O mais novo livro de Raj Sisodia, cofundador do capitalismo consciente no mundo, chamado The Healing Organization, nos lembra – já no resumo editorial do próprio autor – que estamos vivendo um ponto de inflexão, no qual negócios precisam assumir a responsabilidade de curar as crises do nosso tempo. Todos os negócios precisam se transformar em negócios de impacto socioambiental positivo. Somente as políticas públicas e/ou a sociedade civil organizada não conseguirão sozinhas acelerar as boas transformações de que o mundo precisa.
Saímos dos tempos de missão, visão e valores em quadrinhos na parede para a era do propósito ou, como nos apresentou Salim Ismail em 2014 com Organizações exponenciais, do propósito transformador massivo (PTM), no caso de negócios escaláveis por suas tecnologias. Missões vêm dando lugar a propósitos absolutamente claros e simples carregados de intenção de transformação para o mundo. Para a Tesla, por exemplo, acelerar a transição para o transporte sustentável é a cura que ela quer para o mundo; o Sicoob, por sua vez, declarou por um tempo ser seu propósito a promoção da justiça financeira no Brasil.
Tirar a extensa e confusa missão da parede fria e dar vida a ela por meio de um propósito simples e claro de curar algum desafio do mundo já tem sido um importante passo de muitas empresas brasileiras. O despertar do propósito e a sustentação dele por meio de uma cultura repleta de artefatos é chave para gerar engajamento de colaboradores e consumidores, mas talvez o novo desafio que se apresenta seja o da coerência. É absolutamente desmotivador testemunhar um propósito nascer e não vê-lo traduzido na prática na cultura ou até mesmo nos produtos e nos serviços que deveriam entregar essa cura prometida ao mundo.
Uma organização precisa ser fractal do mundo que ela quer empreender e sua entrega de valor precisa ser a tangibilização de seu propósito. Healing leaders guiam o processo de despertar do propósito, bem como a sua sustentação por meio da cultura, dos produtos e dos serviços de uma organização. É muito mais do que moda ou tendência, já que a lista de razões e impactos para empresas guiadas por propósito é bastante extensa:
**Atração e retenção de talentos.** São dezenas de pesquisas de diversos institutos e organismos globais assegurando o crescimento da sensibilidade da geração Z à ética, ao impacto socioambiental e ao propósito quando se fala de consumo e emprego. Pagar bem é importante (e diminui desigualdades), mas não está no topo da lista para as novas gerações de talentos. O relatório da EY, The Millennial Economy, mostra que 77% da geração millennial, que representa metade da força de trabalho do planeta, é movida por um propósito maior do que o retorno financeiro. Isto é, incorporar o propósito no ambiente de trabalho e no modelo de negócio passa a ser vital para a liderança.
**Engajamento e performance.** Sustentar o propósito pela cultura e desenvolver produtos e serviços como manifestação prática disso permitem aos colaboradores conectar o “o quê” com o “por quê”, alinhando os propósitos individuais com os organizacionais. A relação de engajamento e performance nas organizações é objeto de diversos estudos. Um relatório da Harvard Business Review, The Impact of Employee Engagement on Performance, aponta que elevar engajamento significa dar os instrumentos adequados aos colaboradores para construírem carreiras de sucesso e, por consequência, aumentarem a performance das organizações.
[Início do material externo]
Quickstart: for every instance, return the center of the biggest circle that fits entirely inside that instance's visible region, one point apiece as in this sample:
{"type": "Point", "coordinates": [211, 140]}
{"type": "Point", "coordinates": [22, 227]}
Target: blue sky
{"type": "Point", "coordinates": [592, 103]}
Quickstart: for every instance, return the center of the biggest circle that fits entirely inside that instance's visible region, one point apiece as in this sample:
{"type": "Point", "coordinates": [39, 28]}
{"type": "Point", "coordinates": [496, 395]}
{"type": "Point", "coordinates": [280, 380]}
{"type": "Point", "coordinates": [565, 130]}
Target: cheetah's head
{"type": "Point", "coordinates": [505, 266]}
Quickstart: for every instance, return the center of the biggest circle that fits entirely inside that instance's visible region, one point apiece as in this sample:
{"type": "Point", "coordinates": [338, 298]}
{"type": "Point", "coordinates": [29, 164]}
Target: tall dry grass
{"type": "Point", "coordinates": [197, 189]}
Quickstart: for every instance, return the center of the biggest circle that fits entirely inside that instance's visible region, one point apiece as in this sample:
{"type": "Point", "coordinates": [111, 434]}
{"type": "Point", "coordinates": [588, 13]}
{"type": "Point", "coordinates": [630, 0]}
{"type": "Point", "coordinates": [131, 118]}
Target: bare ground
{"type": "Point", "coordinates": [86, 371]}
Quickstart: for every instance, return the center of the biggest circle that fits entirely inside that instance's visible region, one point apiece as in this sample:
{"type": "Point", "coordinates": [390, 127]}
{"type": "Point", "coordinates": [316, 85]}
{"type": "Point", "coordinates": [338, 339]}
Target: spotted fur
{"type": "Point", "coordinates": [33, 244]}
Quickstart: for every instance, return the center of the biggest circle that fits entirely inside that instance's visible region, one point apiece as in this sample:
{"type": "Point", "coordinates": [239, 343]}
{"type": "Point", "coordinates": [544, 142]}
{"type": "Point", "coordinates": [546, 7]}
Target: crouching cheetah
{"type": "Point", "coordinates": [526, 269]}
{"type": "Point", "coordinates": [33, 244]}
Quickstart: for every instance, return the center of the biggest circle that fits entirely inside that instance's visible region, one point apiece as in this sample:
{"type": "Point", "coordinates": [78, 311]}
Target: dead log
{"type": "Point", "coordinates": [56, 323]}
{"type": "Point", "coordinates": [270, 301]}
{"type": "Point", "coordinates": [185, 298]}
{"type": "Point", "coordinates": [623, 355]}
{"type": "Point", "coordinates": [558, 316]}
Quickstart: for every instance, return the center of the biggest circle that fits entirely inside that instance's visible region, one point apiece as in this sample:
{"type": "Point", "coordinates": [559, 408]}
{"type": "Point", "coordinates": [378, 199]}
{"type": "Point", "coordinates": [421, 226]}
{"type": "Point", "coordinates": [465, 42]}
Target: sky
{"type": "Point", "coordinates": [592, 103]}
**Retorno financeiro e crescimento.** O recente estudo Empresas Humanizadas do Brasil, liderado pelo doutorando da USP Pedro Paro, que reedita o clássico Firms of Endearment de Raj Sisodia, confirmou os resultados conhecidos: em períodos longos – 4 a 16 anos de análise – as empresas humanizadas chegam a ter rentabilidade duas ou mais vezes superior à média das 500 maiores empresas brasileiras.
**Atração de capital alinhado.** É crescente o volume de capital que combina retorno financeiro com impacto positivo. O segmento Ambiental, Social e Governança (ASG) no mercado de capitais já atinge o montante de US$ 24 trilhões, de acordo com o JP Morgan. Para isso, as lideranças precisam atuar no DNA dos negócios e, assim, combinar o discurso com práticas e implementar métricas, medindo e reportando seu impacto positivo.
É importante que a liderança engaje seus stakeholders em torno de um propósito claro e definido, criando um senso de urgência em torno de uma oportunidade única de transformação a partir do impacto positivo gerado pelo negócio. Ao combinar o propósito em um modelo de negócio de impacto com consistência, coerência e integridade, a liderança tende a colher resultados objetivos em curto e longo prazo, ampliando performance e impacto positivo de seu empreendimento.